Right from the outset I need to make a confession. I am a spelling snob. I could always count on the Spelling Test, that was worth as many marks as the Maths or English Tests, to help pull my marks up. Years of therapy have cured me of impulsively correcting every spelling mistake that I encounter, but it still involves great restraint. I value the ability to be able to spell well, but I am not sure whether this is the result of my upbringing and the times in which I have been educated.
A few weeks ago the NSW Premier’s Spelling Bee Finals were held. The spelling geniuses from Years 3 to 6 spelt their way in the final rounds, through words that most people, and especially most children, would never use or read in their daily lives.
There was a tweet about the Junior Champion that caused me to wonder how relevant this type of competition is in this day and age.

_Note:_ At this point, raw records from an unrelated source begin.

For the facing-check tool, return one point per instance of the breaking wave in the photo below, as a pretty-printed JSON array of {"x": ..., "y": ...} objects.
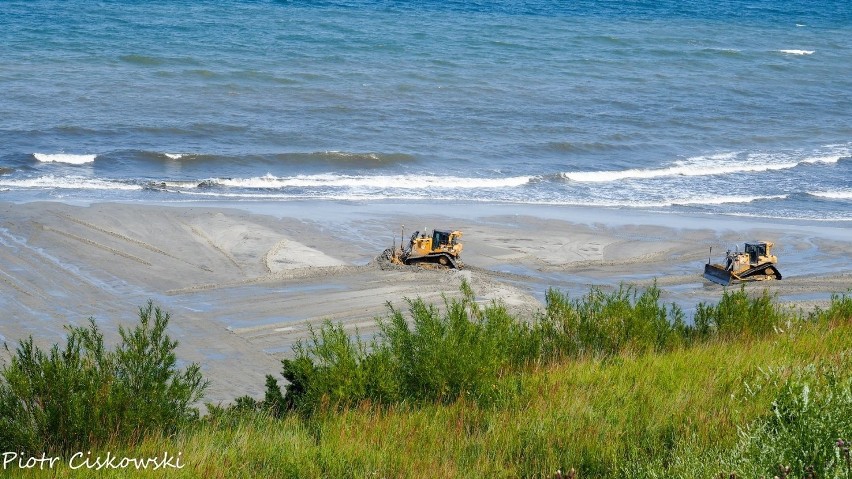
[
  {"x": 834, "y": 195},
  {"x": 64, "y": 158},
  {"x": 382, "y": 182},
  {"x": 704, "y": 166},
  {"x": 69, "y": 182}
]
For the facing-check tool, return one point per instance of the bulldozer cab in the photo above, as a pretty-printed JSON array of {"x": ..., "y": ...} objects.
[
  {"x": 440, "y": 238},
  {"x": 757, "y": 250}
]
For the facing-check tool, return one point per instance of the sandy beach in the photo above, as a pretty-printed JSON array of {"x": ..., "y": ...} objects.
[{"x": 243, "y": 283}]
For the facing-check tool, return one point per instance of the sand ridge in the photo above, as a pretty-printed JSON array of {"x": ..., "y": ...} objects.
[{"x": 242, "y": 288}]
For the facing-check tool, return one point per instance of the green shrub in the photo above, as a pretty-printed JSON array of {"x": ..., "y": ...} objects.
[
  {"x": 738, "y": 314},
  {"x": 69, "y": 398},
  {"x": 805, "y": 429},
  {"x": 608, "y": 323}
]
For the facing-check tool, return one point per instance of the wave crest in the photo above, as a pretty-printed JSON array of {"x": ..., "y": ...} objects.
[
  {"x": 379, "y": 182},
  {"x": 70, "y": 182},
  {"x": 64, "y": 158}
]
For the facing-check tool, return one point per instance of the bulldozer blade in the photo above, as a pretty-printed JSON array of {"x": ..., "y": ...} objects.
[{"x": 720, "y": 275}]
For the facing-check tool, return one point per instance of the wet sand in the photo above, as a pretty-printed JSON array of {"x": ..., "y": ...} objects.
[{"x": 243, "y": 284}]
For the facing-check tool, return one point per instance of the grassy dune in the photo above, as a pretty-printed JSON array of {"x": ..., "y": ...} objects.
[{"x": 744, "y": 403}]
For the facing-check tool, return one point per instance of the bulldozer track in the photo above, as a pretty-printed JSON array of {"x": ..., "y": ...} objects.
[
  {"x": 198, "y": 232},
  {"x": 117, "y": 235},
  {"x": 95, "y": 244}
]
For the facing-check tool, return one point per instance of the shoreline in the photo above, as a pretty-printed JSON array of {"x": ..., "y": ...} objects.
[{"x": 244, "y": 282}]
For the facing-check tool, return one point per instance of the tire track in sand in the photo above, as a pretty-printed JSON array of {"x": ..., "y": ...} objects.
[
  {"x": 128, "y": 239},
  {"x": 95, "y": 244}
]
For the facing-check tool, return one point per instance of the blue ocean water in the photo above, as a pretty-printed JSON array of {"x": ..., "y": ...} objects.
[{"x": 741, "y": 108}]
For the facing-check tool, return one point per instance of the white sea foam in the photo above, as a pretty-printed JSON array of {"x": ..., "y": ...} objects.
[
  {"x": 706, "y": 166},
  {"x": 678, "y": 169},
  {"x": 834, "y": 195},
  {"x": 64, "y": 158},
  {"x": 388, "y": 181},
  {"x": 823, "y": 159},
  {"x": 69, "y": 182}
]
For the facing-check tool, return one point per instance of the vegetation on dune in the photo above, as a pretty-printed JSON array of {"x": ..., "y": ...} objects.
[
  {"x": 83, "y": 395},
  {"x": 612, "y": 384}
]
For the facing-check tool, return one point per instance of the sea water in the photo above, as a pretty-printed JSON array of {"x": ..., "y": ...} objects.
[{"x": 705, "y": 107}]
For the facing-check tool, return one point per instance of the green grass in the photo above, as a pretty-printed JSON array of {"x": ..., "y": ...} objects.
[{"x": 732, "y": 394}]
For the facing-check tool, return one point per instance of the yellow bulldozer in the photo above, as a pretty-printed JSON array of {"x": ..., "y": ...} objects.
[
  {"x": 755, "y": 263},
  {"x": 440, "y": 249}
]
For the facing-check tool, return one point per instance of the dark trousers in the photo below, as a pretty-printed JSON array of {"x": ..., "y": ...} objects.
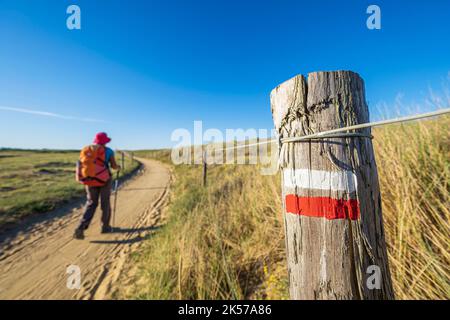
[{"x": 93, "y": 195}]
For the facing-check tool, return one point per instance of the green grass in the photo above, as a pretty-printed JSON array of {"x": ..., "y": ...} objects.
[
  {"x": 226, "y": 241},
  {"x": 33, "y": 182}
]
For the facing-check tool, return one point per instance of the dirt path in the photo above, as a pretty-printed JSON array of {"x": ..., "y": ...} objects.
[{"x": 34, "y": 259}]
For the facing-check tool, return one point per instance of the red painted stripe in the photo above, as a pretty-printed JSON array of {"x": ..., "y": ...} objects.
[{"x": 323, "y": 207}]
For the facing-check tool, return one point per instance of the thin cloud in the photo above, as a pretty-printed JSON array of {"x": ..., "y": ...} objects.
[{"x": 49, "y": 114}]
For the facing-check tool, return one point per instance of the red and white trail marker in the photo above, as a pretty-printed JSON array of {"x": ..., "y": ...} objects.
[{"x": 321, "y": 194}]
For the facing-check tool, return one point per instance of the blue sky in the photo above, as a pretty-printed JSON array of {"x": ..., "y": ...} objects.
[{"x": 140, "y": 69}]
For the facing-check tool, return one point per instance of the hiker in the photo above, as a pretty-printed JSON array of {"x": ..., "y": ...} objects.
[{"x": 93, "y": 170}]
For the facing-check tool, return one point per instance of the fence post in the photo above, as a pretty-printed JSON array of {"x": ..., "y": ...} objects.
[
  {"x": 331, "y": 200},
  {"x": 205, "y": 167}
]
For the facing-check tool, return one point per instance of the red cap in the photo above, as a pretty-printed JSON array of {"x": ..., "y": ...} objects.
[{"x": 101, "y": 138}]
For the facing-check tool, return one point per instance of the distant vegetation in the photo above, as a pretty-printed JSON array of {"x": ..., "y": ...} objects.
[
  {"x": 36, "y": 181},
  {"x": 226, "y": 241}
]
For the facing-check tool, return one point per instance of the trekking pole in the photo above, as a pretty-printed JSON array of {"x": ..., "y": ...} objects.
[{"x": 116, "y": 189}]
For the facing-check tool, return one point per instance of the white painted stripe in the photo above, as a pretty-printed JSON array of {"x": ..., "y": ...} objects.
[{"x": 321, "y": 180}]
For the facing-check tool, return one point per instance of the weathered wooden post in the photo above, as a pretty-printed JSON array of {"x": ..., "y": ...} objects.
[
  {"x": 331, "y": 199},
  {"x": 205, "y": 167}
]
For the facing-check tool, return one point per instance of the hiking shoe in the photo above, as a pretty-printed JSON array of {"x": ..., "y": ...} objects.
[
  {"x": 106, "y": 229},
  {"x": 79, "y": 234}
]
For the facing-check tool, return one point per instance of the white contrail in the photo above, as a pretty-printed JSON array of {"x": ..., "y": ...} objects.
[{"x": 49, "y": 114}]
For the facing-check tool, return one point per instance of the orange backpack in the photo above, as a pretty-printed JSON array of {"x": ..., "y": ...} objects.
[{"x": 92, "y": 169}]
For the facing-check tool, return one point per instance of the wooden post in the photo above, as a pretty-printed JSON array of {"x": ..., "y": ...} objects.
[
  {"x": 331, "y": 199},
  {"x": 205, "y": 167}
]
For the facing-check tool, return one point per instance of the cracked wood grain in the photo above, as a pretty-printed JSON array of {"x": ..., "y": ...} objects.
[{"x": 328, "y": 259}]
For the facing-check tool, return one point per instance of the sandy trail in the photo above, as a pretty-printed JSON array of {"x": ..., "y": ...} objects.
[{"x": 34, "y": 259}]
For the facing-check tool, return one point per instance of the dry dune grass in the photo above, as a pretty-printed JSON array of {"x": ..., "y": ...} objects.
[{"x": 226, "y": 241}]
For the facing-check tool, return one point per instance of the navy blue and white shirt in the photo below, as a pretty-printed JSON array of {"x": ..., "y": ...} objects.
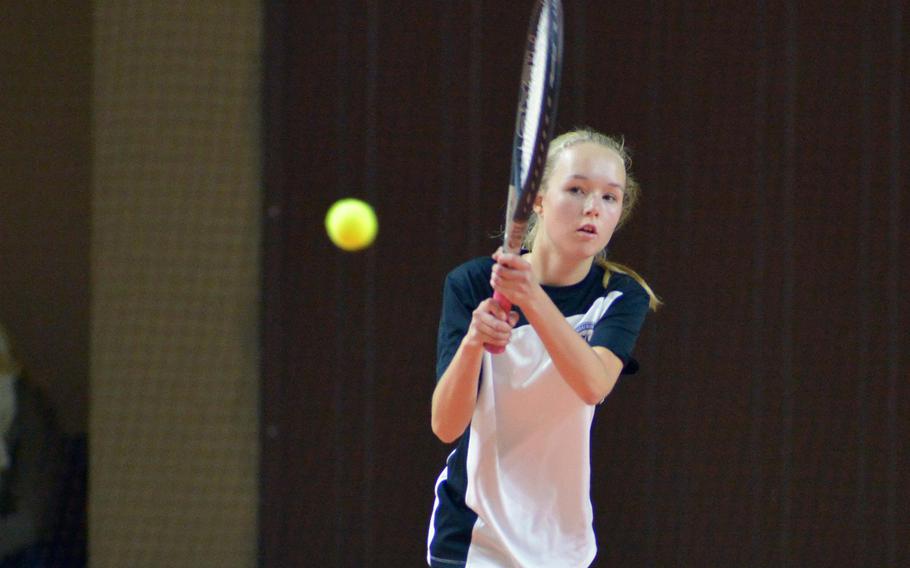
[{"x": 516, "y": 489}]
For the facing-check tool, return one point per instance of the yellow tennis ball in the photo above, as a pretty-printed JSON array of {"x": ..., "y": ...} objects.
[{"x": 351, "y": 224}]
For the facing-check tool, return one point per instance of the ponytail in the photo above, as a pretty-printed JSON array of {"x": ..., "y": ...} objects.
[{"x": 610, "y": 267}]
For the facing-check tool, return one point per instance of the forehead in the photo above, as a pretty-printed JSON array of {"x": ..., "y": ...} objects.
[{"x": 593, "y": 161}]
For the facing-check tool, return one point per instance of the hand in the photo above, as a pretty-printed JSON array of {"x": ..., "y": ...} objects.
[
  {"x": 513, "y": 278},
  {"x": 490, "y": 325}
]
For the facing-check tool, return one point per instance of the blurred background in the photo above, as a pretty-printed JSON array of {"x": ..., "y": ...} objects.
[{"x": 250, "y": 395}]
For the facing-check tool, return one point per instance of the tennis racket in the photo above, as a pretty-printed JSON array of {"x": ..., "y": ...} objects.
[{"x": 534, "y": 123}]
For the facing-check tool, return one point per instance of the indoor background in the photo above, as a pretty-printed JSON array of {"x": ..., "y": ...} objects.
[{"x": 252, "y": 395}]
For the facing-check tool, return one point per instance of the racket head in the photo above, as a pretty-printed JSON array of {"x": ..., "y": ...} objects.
[{"x": 535, "y": 116}]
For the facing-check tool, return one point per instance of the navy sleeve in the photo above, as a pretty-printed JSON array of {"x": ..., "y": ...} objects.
[
  {"x": 618, "y": 329},
  {"x": 457, "y": 308}
]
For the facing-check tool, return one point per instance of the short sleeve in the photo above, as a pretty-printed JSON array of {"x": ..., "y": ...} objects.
[
  {"x": 463, "y": 290},
  {"x": 619, "y": 328}
]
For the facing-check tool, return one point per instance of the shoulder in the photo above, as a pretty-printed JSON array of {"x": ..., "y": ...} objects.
[
  {"x": 472, "y": 270},
  {"x": 469, "y": 282},
  {"x": 630, "y": 289}
]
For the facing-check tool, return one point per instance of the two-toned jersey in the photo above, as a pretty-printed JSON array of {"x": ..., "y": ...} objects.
[{"x": 516, "y": 489}]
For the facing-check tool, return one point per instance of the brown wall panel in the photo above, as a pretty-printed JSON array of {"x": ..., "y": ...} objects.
[{"x": 769, "y": 138}]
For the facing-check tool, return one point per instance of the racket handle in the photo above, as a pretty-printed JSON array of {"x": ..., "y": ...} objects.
[{"x": 507, "y": 306}]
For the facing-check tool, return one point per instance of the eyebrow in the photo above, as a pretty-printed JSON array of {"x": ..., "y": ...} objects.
[{"x": 586, "y": 178}]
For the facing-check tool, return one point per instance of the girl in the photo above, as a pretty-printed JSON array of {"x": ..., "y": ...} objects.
[{"x": 515, "y": 490}]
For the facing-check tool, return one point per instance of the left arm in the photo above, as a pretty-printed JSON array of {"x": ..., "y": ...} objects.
[{"x": 591, "y": 372}]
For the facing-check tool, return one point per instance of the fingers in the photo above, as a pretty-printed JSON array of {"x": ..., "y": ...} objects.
[{"x": 491, "y": 324}]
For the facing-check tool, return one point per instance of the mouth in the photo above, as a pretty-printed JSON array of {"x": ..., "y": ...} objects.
[{"x": 588, "y": 230}]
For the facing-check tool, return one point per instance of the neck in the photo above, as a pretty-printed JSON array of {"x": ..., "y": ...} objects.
[{"x": 554, "y": 270}]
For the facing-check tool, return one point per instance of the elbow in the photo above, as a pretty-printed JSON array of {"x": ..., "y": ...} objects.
[
  {"x": 593, "y": 399},
  {"x": 596, "y": 394},
  {"x": 446, "y": 435}
]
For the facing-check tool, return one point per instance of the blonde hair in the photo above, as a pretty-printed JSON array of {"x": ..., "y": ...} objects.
[{"x": 631, "y": 194}]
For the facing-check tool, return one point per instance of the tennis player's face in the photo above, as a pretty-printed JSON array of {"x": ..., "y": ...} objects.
[{"x": 583, "y": 200}]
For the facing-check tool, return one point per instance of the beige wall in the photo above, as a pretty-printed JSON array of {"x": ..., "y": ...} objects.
[
  {"x": 174, "y": 266},
  {"x": 45, "y": 195}
]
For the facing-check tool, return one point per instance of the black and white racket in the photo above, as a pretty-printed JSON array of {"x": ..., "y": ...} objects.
[{"x": 534, "y": 122}]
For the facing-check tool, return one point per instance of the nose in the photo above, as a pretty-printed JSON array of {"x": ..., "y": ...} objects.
[{"x": 592, "y": 205}]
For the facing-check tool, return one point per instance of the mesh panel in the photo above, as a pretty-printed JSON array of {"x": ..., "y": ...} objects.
[{"x": 175, "y": 284}]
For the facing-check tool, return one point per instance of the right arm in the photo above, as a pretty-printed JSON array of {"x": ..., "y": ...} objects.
[{"x": 456, "y": 391}]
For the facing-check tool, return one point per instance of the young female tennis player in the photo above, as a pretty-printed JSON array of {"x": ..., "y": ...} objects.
[{"x": 516, "y": 489}]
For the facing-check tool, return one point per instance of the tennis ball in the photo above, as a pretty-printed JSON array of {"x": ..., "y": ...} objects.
[{"x": 351, "y": 224}]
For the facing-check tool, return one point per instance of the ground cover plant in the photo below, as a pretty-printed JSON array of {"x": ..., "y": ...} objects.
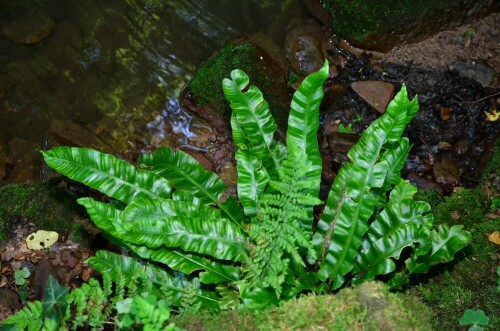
[{"x": 202, "y": 250}]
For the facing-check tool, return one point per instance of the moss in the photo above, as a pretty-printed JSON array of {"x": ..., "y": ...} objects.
[
  {"x": 206, "y": 82},
  {"x": 367, "y": 307},
  {"x": 50, "y": 208},
  {"x": 470, "y": 281}
]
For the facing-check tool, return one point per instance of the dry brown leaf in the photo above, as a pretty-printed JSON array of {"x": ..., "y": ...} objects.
[{"x": 494, "y": 237}]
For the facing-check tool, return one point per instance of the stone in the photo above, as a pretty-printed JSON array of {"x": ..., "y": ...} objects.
[
  {"x": 3, "y": 160},
  {"x": 261, "y": 58},
  {"x": 376, "y": 94},
  {"x": 380, "y": 25},
  {"x": 305, "y": 47},
  {"x": 29, "y": 28},
  {"x": 67, "y": 132},
  {"x": 342, "y": 142},
  {"x": 446, "y": 172}
]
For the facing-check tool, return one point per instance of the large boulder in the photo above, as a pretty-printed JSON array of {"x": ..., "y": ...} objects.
[{"x": 380, "y": 24}]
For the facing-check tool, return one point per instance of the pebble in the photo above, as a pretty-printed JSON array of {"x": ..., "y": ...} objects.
[
  {"x": 3, "y": 160},
  {"x": 376, "y": 94},
  {"x": 446, "y": 172},
  {"x": 29, "y": 28},
  {"x": 478, "y": 70}
]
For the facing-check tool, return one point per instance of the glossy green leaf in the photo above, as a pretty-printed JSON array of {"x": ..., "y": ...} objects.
[
  {"x": 474, "y": 317},
  {"x": 106, "y": 173},
  {"x": 446, "y": 242},
  {"x": 303, "y": 123},
  {"x": 396, "y": 159},
  {"x": 214, "y": 237},
  {"x": 357, "y": 190},
  {"x": 128, "y": 270},
  {"x": 255, "y": 119},
  {"x": 252, "y": 180},
  {"x": 187, "y": 174},
  {"x": 398, "y": 281},
  {"x": 255, "y": 298},
  {"x": 143, "y": 209},
  {"x": 378, "y": 257}
]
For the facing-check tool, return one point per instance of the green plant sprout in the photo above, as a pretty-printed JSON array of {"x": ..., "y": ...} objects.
[
  {"x": 475, "y": 318},
  {"x": 192, "y": 244}
]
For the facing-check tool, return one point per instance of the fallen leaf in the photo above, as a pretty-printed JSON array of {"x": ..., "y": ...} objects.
[
  {"x": 492, "y": 116},
  {"x": 494, "y": 237}
]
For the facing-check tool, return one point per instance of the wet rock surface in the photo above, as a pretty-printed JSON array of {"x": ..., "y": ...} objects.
[
  {"x": 304, "y": 46},
  {"x": 29, "y": 28},
  {"x": 376, "y": 94},
  {"x": 381, "y": 25}
]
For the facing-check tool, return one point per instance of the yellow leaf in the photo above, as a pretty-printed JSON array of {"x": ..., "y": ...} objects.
[
  {"x": 41, "y": 239},
  {"x": 493, "y": 115},
  {"x": 494, "y": 237}
]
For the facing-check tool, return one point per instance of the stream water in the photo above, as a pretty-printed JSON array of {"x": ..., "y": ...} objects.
[{"x": 107, "y": 74}]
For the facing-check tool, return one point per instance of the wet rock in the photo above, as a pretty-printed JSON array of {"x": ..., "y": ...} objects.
[
  {"x": 446, "y": 172},
  {"x": 29, "y": 28},
  {"x": 69, "y": 133},
  {"x": 3, "y": 160},
  {"x": 200, "y": 158},
  {"x": 261, "y": 58},
  {"x": 381, "y": 25},
  {"x": 342, "y": 142},
  {"x": 8, "y": 299},
  {"x": 423, "y": 183},
  {"x": 333, "y": 96},
  {"x": 479, "y": 70},
  {"x": 305, "y": 47},
  {"x": 376, "y": 94}
]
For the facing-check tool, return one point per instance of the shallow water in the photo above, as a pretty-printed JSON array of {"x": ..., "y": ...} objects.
[{"x": 109, "y": 73}]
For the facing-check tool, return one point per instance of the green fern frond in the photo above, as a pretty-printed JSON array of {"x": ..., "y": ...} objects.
[
  {"x": 277, "y": 230},
  {"x": 29, "y": 317}
]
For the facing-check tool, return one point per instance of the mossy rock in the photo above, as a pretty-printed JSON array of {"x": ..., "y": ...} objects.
[
  {"x": 260, "y": 58},
  {"x": 381, "y": 25},
  {"x": 369, "y": 306},
  {"x": 470, "y": 281},
  {"x": 49, "y": 208}
]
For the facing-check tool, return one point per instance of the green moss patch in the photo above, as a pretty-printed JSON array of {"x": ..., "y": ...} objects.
[
  {"x": 50, "y": 208},
  {"x": 367, "y": 307},
  {"x": 470, "y": 282}
]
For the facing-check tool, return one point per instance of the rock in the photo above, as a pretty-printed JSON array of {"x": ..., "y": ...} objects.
[
  {"x": 67, "y": 132},
  {"x": 342, "y": 142},
  {"x": 305, "y": 47},
  {"x": 261, "y": 58},
  {"x": 376, "y": 94},
  {"x": 8, "y": 299},
  {"x": 3, "y": 160},
  {"x": 423, "y": 183},
  {"x": 333, "y": 95},
  {"x": 478, "y": 70},
  {"x": 446, "y": 172},
  {"x": 380, "y": 25},
  {"x": 29, "y": 28},
  {"x": 43, "y": 270}
]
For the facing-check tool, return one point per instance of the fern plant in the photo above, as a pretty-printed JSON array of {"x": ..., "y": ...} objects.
[{"x": 185, "y": 240}]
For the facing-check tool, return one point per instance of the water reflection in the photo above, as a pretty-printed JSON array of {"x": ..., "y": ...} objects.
[{"x": 112, "y": 68}]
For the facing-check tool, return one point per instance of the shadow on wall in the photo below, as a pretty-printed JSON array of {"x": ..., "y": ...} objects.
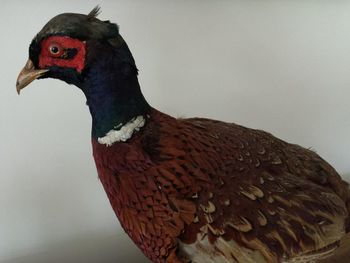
[{"x": 88, "y": 249}]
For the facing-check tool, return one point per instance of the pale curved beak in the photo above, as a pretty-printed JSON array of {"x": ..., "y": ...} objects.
[{"x": 27, "y": 75}]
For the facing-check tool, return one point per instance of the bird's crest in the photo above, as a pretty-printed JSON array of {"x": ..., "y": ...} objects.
[{"x": 94, "y": 13}]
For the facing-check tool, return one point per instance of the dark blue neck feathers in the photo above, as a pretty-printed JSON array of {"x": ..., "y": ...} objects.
[{"x": 111, "y": 87}]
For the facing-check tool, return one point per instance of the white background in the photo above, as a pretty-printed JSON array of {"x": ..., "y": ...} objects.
[{"x": 282, "y": 66}]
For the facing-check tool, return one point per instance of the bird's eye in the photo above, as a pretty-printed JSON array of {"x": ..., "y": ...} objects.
[{"x": 55, "y": 50}]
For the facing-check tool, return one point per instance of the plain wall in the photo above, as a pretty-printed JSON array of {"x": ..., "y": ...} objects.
[{"x": 282, "y": 66}]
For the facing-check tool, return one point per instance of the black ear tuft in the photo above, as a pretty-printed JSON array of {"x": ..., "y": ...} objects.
[{"x": 94, "y": 13}]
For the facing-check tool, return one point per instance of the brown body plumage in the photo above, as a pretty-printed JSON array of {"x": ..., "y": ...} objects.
[{"x": 189, "y": 189}]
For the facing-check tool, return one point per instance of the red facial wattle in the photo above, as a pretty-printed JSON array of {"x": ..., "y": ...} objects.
[{"x": 54, "y": 52}]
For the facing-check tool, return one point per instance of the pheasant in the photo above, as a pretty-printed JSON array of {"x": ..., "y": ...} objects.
[{"x": 190, "y": 190}]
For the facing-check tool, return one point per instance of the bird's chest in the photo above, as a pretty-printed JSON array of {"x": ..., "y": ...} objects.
[{"x": 139, "y": 203}]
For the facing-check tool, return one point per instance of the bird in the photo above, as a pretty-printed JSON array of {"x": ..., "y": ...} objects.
[{"x": 190, "y": 189}]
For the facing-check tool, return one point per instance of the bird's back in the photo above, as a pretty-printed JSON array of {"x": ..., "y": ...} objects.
[{"x": 233, "y": 194}]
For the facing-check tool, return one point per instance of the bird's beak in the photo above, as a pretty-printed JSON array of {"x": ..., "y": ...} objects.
[{"x": 27, "y": 75}]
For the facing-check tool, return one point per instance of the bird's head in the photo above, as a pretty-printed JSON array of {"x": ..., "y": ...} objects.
[
  {"x": 89, "y": 53},
  {"x": 69, "y": 45}
]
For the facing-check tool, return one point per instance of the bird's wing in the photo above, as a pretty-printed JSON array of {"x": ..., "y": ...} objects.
[{"x": 265, "y": 196}]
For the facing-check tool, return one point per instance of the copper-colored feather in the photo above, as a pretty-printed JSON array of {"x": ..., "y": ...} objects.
[{"x": 206, "y": 191}]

Having accompanied students from @MPEPS to this competition at the regional level several times and once to the state level I know how difficult the words are and how nerve racking it is for both the contestants and spectators. The tension builds as the letters are deliberately spelt out and released as the contestants survive each round, or not. The emotions seesaw and the faces show the pressure. It’s not comfortable viewing. It is a feather in the cap of these students to reach these Finals and to win means that you must be very clever.
I do not want to take away from the success or the skill of these students but I do wonder about the importance of the ability to spell in relation to employability; especially in this age of technology.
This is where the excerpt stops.